“An angry person stirs up conflict, and a hot-tempered person commits many sins.” — Proverbs 29:22
To be honest, it was rather funny: The soccer coach on the sideline completely losing it over something that occurred on the field, then proceeding to kick a crate on the sideline in anger, only to get his foot caught in the crate and suddenly subject himself to a hilariously embarrassing moment. Hopping over to the bench, he had to sit down and untangle his shoe from the crate, all the while attempting to somehow save face over the situation.
While certainly humorous, there was also a great lesson to be learned from this little incident with the soccer coach. Anger and unchecked temper never really get you anywhere. Even though it is certainly a natural response to life and people’s unpredictability, losing it over circumstances that are usually out of your control only leads to words and actions you later regret.
As a player and a coach, it’s understandable why you can look at things and notice avoidable mistakes or mishaps. It’s obviously discouraging and frustrating when that happens. When you feel like you could’ve prevented something, it’s hard to deal with that feeling sometimes. But often, things said or done in a moment of anger or rage usually end up being things you’re not proud of, leading to apologies later on.

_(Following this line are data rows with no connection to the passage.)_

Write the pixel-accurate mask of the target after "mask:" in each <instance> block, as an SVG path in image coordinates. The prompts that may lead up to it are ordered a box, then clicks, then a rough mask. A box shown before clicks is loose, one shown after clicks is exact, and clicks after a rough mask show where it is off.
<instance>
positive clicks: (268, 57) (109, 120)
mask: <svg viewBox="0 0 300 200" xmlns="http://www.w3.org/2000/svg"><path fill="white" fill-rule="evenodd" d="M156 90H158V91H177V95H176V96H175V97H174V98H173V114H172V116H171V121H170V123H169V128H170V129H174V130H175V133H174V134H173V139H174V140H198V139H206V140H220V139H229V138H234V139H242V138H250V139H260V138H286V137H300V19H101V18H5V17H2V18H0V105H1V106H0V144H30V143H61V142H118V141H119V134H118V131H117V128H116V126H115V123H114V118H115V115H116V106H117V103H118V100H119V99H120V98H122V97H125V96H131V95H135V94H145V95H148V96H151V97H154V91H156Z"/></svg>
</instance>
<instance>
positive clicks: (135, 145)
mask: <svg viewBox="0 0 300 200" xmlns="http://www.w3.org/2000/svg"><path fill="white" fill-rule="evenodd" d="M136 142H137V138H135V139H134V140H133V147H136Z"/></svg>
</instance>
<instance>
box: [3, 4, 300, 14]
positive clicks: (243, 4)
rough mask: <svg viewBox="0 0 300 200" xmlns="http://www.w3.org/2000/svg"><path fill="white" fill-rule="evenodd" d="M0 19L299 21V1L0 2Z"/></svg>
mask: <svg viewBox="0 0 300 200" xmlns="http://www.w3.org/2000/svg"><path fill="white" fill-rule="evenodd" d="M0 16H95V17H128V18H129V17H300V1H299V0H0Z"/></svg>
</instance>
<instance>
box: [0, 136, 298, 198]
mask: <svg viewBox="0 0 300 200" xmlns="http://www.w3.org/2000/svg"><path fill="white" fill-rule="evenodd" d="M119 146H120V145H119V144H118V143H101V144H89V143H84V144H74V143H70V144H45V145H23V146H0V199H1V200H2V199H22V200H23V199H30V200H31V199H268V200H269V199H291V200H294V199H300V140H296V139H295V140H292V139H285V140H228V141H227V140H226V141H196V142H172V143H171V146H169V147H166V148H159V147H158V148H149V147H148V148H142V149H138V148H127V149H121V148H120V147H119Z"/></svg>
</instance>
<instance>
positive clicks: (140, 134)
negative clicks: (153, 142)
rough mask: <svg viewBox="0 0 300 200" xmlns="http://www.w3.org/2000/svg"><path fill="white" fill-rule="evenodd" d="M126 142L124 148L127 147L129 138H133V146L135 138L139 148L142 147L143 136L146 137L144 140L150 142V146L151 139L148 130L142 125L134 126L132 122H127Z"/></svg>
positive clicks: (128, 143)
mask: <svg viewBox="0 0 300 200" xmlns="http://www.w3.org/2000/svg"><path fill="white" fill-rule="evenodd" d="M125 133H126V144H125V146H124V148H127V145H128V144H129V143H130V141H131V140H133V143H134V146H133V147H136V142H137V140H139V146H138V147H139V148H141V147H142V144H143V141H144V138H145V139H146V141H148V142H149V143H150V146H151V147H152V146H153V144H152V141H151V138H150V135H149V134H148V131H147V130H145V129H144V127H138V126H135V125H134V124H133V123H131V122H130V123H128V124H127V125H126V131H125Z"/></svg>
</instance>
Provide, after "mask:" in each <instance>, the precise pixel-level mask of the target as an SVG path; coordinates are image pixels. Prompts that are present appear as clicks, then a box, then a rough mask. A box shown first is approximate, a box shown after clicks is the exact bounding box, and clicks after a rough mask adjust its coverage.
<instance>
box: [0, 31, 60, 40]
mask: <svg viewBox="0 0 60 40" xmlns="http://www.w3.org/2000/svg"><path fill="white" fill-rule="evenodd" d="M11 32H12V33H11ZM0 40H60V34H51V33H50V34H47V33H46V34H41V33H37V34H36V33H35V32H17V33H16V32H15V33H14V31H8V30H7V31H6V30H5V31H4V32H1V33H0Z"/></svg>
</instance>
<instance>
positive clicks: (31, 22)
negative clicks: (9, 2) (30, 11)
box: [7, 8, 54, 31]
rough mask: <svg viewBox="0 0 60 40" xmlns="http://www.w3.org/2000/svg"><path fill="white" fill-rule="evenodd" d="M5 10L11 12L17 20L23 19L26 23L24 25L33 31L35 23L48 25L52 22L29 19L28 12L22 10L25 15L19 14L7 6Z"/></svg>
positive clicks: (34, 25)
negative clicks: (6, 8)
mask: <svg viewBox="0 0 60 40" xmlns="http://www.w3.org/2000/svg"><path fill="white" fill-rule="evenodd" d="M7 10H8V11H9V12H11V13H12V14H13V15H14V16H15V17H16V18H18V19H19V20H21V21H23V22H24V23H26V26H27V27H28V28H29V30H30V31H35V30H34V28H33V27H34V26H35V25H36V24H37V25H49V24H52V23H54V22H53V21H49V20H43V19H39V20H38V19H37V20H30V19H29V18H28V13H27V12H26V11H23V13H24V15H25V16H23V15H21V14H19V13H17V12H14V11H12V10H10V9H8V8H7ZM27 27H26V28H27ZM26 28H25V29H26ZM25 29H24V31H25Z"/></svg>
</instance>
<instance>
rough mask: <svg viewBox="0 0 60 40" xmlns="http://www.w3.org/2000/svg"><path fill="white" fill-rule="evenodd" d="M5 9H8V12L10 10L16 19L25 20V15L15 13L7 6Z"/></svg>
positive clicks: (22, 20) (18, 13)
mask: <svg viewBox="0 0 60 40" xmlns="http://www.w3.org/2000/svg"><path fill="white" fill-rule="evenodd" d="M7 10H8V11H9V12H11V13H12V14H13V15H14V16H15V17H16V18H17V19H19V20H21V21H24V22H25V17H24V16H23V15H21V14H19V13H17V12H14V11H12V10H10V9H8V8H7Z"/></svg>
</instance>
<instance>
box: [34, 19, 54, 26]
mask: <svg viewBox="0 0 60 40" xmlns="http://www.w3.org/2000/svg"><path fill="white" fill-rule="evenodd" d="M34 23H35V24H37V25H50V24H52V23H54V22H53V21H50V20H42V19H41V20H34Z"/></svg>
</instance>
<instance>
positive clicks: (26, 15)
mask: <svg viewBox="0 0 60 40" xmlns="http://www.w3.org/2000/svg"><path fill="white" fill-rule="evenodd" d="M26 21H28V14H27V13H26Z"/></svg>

The Bible speaks extensively about reigning in your temper and watching that you don’t let your passions get to an uncontrollable point. Because, when they do, other people end up getting hurt and you end up feeling very badly about what happened. Calm, cooler heads are always the ones that are praised in Scripture, because God always blesses those who seek peace over those who unnecessarily stir up strife and provoke others.

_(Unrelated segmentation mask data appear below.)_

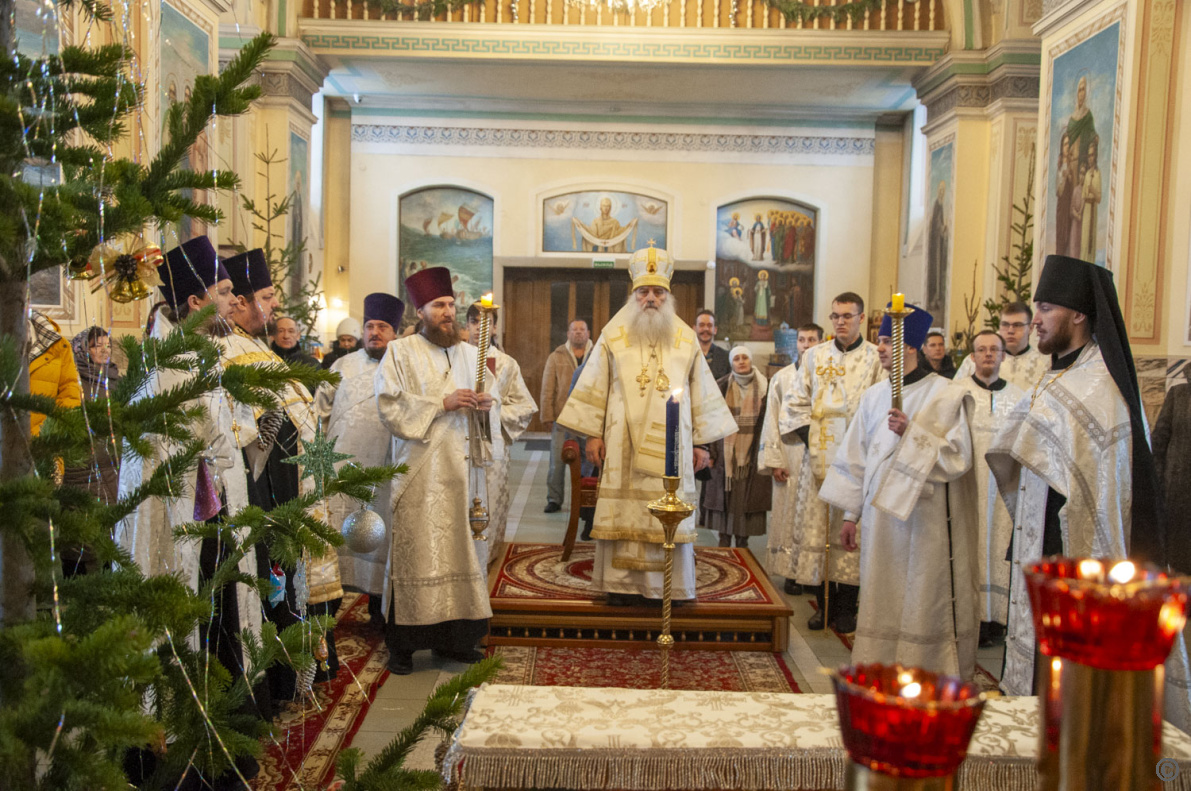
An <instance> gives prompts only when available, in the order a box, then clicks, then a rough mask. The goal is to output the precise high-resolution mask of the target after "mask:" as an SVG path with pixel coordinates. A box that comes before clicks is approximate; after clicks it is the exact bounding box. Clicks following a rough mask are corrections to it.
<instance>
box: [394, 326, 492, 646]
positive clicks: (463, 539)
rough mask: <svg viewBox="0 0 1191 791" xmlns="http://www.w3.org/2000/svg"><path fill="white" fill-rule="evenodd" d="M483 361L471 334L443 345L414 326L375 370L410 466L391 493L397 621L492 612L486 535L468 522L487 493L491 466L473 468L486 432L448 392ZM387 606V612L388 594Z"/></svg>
mask: <svg viewBox="0 0 1191 791" xmlns="http://www.w3.org/2000/svg"><path fill="white" fill-rule="evenodd" d="M475 363H476V348H475V347H474V345H472V344H469V343H456V344H455V345H453V347H450V348H449V349H443V348H442V347H438V345H436V344H434V343H431V342H430V341H428V340H426V338H424V337H423V336H422V335H411V336H409V337H405V338H398V340H395V341H392V342H391V343H389V344H388V349H387V351H386V353H385V359H384V360H381V363H380V368H379V369H378V370H376V378H375V388H376V404H378V407H379V410H380V417H381V421H382V422H384V423H385V425H386V426H387V428H388V430H389V432H391V434H392V435H393V450H392V463H394V465H407V466H409V472H406V473H405V474H404V475H398V477H397V478H395V479H394V480H393V494H392V512H393V523H392V524H393V542H392V549H391V553H392V554H391V556H389V558H391V561H389V591H391V597H389V598H391V600H392V603H393V610H392V612H393V621H392V622H393V623H397V624H406V625H418V624H435V623H443V622H445V621H459V619H464V621H480V619H484V618H491V617H492V606H491V605H490V604H488V590H487V585H486V575H485V568H484V558H481V556H480V555H479V554H478V552H479V550H480V549H482V547H478V546H476V544H484V543H486V542H482V541H474V540H473V538H472V529H470V527H469V523H468V507H469V506H470V502H472V497H473V496H481V497H482V493H481V492H478V491H476V490H479V488H480V486H482V480H484V474H482V472H481V473H479V474H474V473H473V461H475V460H474V459H473V456H474V455H475V454H476V449H478V448H480V446H481V444H482V441H481V440H480V437H473V426H474V425H475V424H476V422H475V419H474V416H473V412H472V411H470V410H466V409H461V410H455V411H451V412H448V411H445V410H444V409H443V399H444V398H445V397H447V395H449V394H450V393H453V392H455V391H456V390H460V388H468V390H472V388H474V387H475ZM498 398H499V397H498V395H497V394H493V399H494V400H495V399H498ZM498 405H499V404H497V405H494V406H493V409H497V406H498ZM480 451H481V453H487V449H486V448H480ZM476 479H478V480H479V481H480V485H479V486H475V487H473V486H472V482H473V481H475V480H476ZM485 558H486V553H485ZM384 606H385V608H386V611H388V609H387V608H388V600H386V602H384Z"/></svg>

Winning and perfection can sometimes become so important to you as a player, coach or even a parent, that anything less is taken personally as failure and a reflection on your personal pride. The anger and frustration can be evidence of where your priorities really are, and what’s truly important to you — not the enjoyment of the game, not the people you get to do it with, but rather your own unrealistic expectations both for yourself and those around you.
Not only does the Bible say that those who are slow to anger are wise (Proverbs 14:29) and diffuse contention (Proverbs 15:18), but it also encourages people of peace not to befriend someone given to consistent anger (Proverbs 22:24). Benjamin Franklin was correct when he wrote, “Anger is never without reason, but seldom with a good one.” If you are to build a winning life, you need to learn how to curb that temper and not let it get in the way of what really matters.
Allowing God’s grace to flow through you allows you to keep the big picture in mind: In the end, you won’t play or coach forever. But you will build memories forever. You’ll build relationships forever. You’ll create a reputation that lasts forever. How you want to be remembered and what you leave behind starts with how you handle yourself in all circumstances — both as an athlete or coach and as a follower of Jesus Christ.